Monitoring (Prometheus + Grafana)
A validator without monitoring is a validator that gets jailed at 3 a.m. This page sets up a complete observability stack: CometBFT exposes metrics → Prometheus scrapes them → Grafana renders them. The next page, Alerting & runbooks, wires the alerting layer on top.
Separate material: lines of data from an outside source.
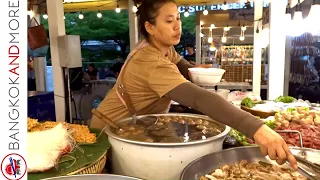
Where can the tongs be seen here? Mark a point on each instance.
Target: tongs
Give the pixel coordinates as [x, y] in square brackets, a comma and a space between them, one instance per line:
[315, 174]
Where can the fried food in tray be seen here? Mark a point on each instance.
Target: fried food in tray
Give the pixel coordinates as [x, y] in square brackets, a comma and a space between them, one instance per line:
[31, 123]
[255, 171]
[80, 133]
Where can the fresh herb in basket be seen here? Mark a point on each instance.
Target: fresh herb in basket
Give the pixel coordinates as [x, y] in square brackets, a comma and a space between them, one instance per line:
[242, 139]
[247, 102]
[285, 99]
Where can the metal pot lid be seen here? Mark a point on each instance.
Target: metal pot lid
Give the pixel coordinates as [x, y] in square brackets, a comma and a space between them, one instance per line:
[208, 163]
[94, 176]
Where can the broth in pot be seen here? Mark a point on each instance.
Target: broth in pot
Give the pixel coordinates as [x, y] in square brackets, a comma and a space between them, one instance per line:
[166, 130]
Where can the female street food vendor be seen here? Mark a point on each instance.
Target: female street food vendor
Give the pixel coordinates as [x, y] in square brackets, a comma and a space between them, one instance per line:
[155, 74]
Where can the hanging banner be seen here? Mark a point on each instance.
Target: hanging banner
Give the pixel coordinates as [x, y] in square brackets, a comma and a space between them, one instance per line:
[14, 90]
[241, 14]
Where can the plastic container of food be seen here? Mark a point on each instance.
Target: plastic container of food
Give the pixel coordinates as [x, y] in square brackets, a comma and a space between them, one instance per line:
[147, 160]
[206, 76]
[222, 92]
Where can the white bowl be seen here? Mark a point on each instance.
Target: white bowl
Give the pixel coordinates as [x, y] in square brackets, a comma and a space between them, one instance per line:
[222, 92]
[206, 76]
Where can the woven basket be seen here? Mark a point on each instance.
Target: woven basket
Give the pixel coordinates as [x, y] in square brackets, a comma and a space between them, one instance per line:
[94, 168]
[261, 114]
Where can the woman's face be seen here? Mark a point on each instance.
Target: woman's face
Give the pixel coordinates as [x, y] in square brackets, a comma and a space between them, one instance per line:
[167, 29]
[90, 68]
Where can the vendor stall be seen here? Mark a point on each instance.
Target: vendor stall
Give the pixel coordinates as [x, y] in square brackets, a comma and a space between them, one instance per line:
[69, 149]
[179, 145]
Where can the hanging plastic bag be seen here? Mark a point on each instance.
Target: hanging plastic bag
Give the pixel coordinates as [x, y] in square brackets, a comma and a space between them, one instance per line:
[37, 36]
[39, 52]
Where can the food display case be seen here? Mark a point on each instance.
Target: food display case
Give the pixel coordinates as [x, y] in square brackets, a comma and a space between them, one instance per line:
[41, 105]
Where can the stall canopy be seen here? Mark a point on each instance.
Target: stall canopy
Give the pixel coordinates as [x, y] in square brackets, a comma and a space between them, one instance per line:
[95, 5]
What you should be measuring
| Layer | Signal | Why |
|---|---|---|
| Consensus | cometbft_consensus_height | If it stops, the validator is dead |
| Consensus | cometbft_consensus_validator_missed_blocks | Pre-jail warning |
| Consensus | cometbft_consensus_validator_power | Drops to 0 → unbonded |
| Consensus | cometbft_consensus_validators | Active set membership |
| Mempool | cometbft_mempool_size, cometbft_mempool_tx_size_bytes | Backlog & DOS detection |
| P2P | cometbft_p2p_peers | < 3 = network partition risk |
| State | cometbft_state_block_processing_time | App slowdown / disk pressure |
| Host | node_filesystem_avail_bytes | Disk full = node crash |
| Host | node_load1, CPU, memory | Capacity planning |
| Host | node_time_offset_seconds | Clock drift > 250 ms breaks signing |
| Process | process_resident_memory_bytes | Memory leaks, GC pressure |
1 · Enable CometBFT metrics
Edit ~/.safrochain/config/config.toml on the validator and on each
sentry:
[instrumentation]
prometheus = true
prometheus_listen_addr = "0.0.0.0:26660"
namespace = "cometbft"
max_open_connections = 3
Restart the node:
sudo systemctl restart safrochaind
Confirm the endpoint is up:
curl -s http://localhost:26660/metrics | head -20
# # HELP cometbft_consensus_height Height of the chain
# # TYPE cometbft_consensus_height gauge
2 · Install node_exporter (host metrics)
sudo useradd -rs /bin/false node_exporter
NODE_EXPORTER_VERSION=1.8.2
curl -sLO "https://github.com/prometheus/node_exporter/releases/download/v${NODE_EXPORTER_VERSION}/node_exporter-${NODE_EXPORTER_VERSION}.linux-amd64.tar.gz"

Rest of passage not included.